Les petites peurs qui deviennent des montagnes
Evidemment, je parle de choses un peu « extrêmes », dirons-nous. Et certes pas indispensables. Ce n’est pas grave si je ne fais jamais de parapente. Je pourrais faire une liste longue comme trois bras de choses que je ne ferai sans doute jamais et tout ça n’est pas si grave. J’aime vivre des expériences, oui, ressentir des choses. J’ai envie de savoir ce que ça fait de voler dans les airs. Mais si ça n’arrive pas, je ne crois pas que sur mon lit de mort, j’y penserai comme un lourd regret. Mais la peur d’avoir peur peut me bloquer sur des trucs plus triviaux genre… chanter sur scène. Quand j’étais ado, un de mes rêves de célébrité était de devenir chanteuse. Je me rêvais en chanteuse un peu confidentielle qui fait des petites salles, seule sur scène avec sa guitare. Oui, je n’ai jamais su jouer de guitare mais les rêves, hein… Sauf que mon esprit, salopard, me soufflait à l’oreille que je ne serais pas capable de faire ça. Car le stress me ferait trembler la voix. Vraiment, j’avais une admiration sans borne pour les artistes qui, non seulement se souvenaient des paroles, mais surtout ne faisaient pas de couacs, avaient la voix ferme. La vie m’a finalement prouvée que j’étais tout aussi capable. Bon, déjà, j’ai une excellente mémoire donc les paroles, j’ai jamais eu de soucis mais la voix… Bah, c’est comme tout, faut s’entraîner. Et je vous cache pas que la comédie musicale me manque, aujourd’hui. La peur d’avoir peur a failli me faire passer à côté de jolis moments dans ma vie. Parce que la joie pure que l’on ressent à la fin de la représentation, quand tout s’est bien passé et qu’on n’a plus qu’à savourer les applaudissements, c’est un moment à vivre.

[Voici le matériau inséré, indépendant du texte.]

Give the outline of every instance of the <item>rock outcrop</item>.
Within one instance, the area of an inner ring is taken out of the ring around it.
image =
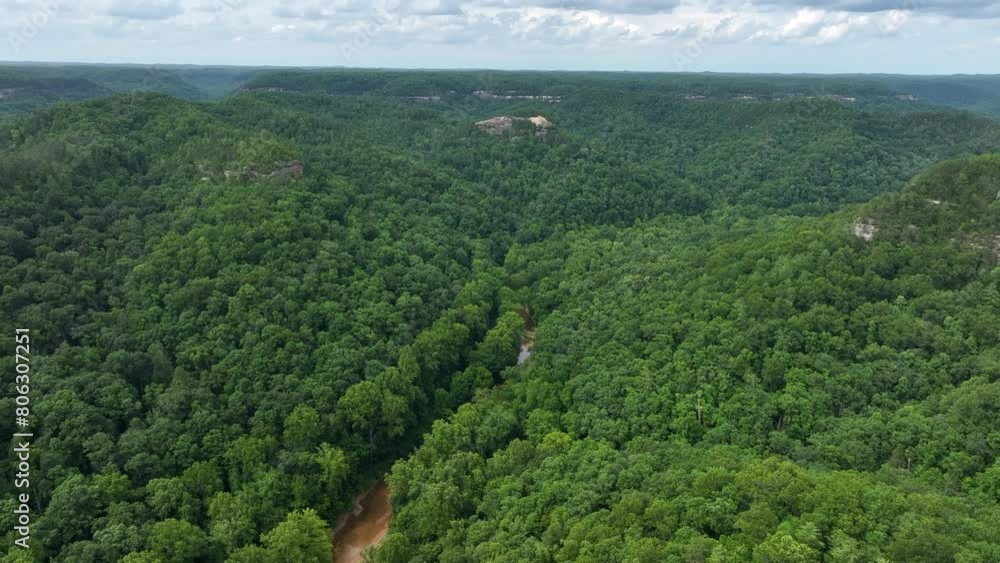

Une charge mentale inutile
La peur d’avoir peur est une charge mentale stupide. Déjà parce qu’il est naturel d’avoir peur. Ensuite, si au dernier moment, on change d’avis par pétoche, c’est un droit. Ce n’est pas grave. Il faut s’écouter. Ca ne sert à rien de se forcer à vivre un truc qu’on n’est pas en état de savourer. On a suffisamment de moments pénibles à subir au quotidien, on va pas aller s’en rajouter par pur sadisme. Surtout que ce n’est pas parce que ce jour-là, vous n’avez pas la force d’y aller que ce sera définitif. S’écouter, c’est bien. Et si des personnes vous considèrent comme un boulet pour ça, j’ai envie de dire que ce ne sont pas des personnes très bienveillantes. A partir de là, leur avis… Tout est question de perspective et de ce qu’on va faire de notre cerveau reptilien. Soit on le laisse prendre toute la place et nous raconter les pires horreurs. Soit on le remercie et on le raisonne. Evidemment, ce que je dis, c’est du « plus facile à dire qu’à faire » mais hé, le cerveau, c’est comme tout. A force d’entraînement…
En attendant, je vais tâcher de rester pote avec mon ex chef et peut-être qu’au printemps…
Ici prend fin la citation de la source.